Maternal physiologic parameters in relationship to systemic inflammatory response syndrome criteria: a systematic review and meta-analysis.
Bauer ME, Bauer ST, Rajala B, MacEachern MP, Polley LS, Childers D, Aronoff DM
Obstet Gynecol. 2014;124(3):535.
OBJECTIVE: To establish the normal maternal range in healthy pregnant women for each component of the systemic inflammatory response syndrome (SIRS) criteria and compare these ranges with existing SIRS criteria.

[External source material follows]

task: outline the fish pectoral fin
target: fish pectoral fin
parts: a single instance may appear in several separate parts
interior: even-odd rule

DATA SOURCES: PubMed, Embase, and ClinicalTrials.gov databases were searched to identify studies of healthy parturients from the first trimester through 12 weeks postpartum that reported maternal temperature, respiratory rate, PaCO2, heart rate, white blood cell count data, or a combination of these.
METHODS OF STUDY SELECTION: Data were extracted from studies providing maternal values for components of SIRS criteria. The mean, standard deviation, and two standard deviations from the mean for all criteria parameters published in the literature were reported.
TABULATION, INTEGRATION, AND RESULTS: Eighty-seven studies met inclusion criteria and included 8,834 patients and 15,237 data points: temperature (10 studies and 2,367 patients), respiratory rate (nine studies and 312 patients), PaCO2 (12 studies and 441 patients), heart rate (39 studies and 1,374 patients), and white blood cell count (23 studies and 4,553 patients). Overlap with SIRS criteria occurred in healthy pregnant women during the second trimester, third trimester, and labor for each of the SIRS criteria except temperature. Every mean value for PaCO2 during pregnancy (and up to 48 hours postpartum) was below 32 mm Hg. Two standard deviations above the mean for temperature, respiratory rate, and heart rate were 38.1°C, 25 breaths per minute, and 107 beats per minute, respectively.
CONCLUSION: Current SIRS criteria often overlap with normal physiologic parameters during pregnancy and the immediate postpartum period; thus, alternative criteria must be developed to diagnose maternal sepsis.
Department of Anesthesiology, Division of Obstetric Anesthesiology, and the Taubman Health Sciences Library, University of Michigan Health System, and the Center for Statistical Consultation&Research, University of Michigan, Ann Arbor, and the Department of Obstetrics and Gynecology, Division of Maternal Fetal Medicine, Oakland University William Beaumont School of Medicine, Royal Oak, Michigan; and the Department of Medicine, Division of Infectious Diseases, Vanderbilt University Medical Center, Nashville, Tennessee.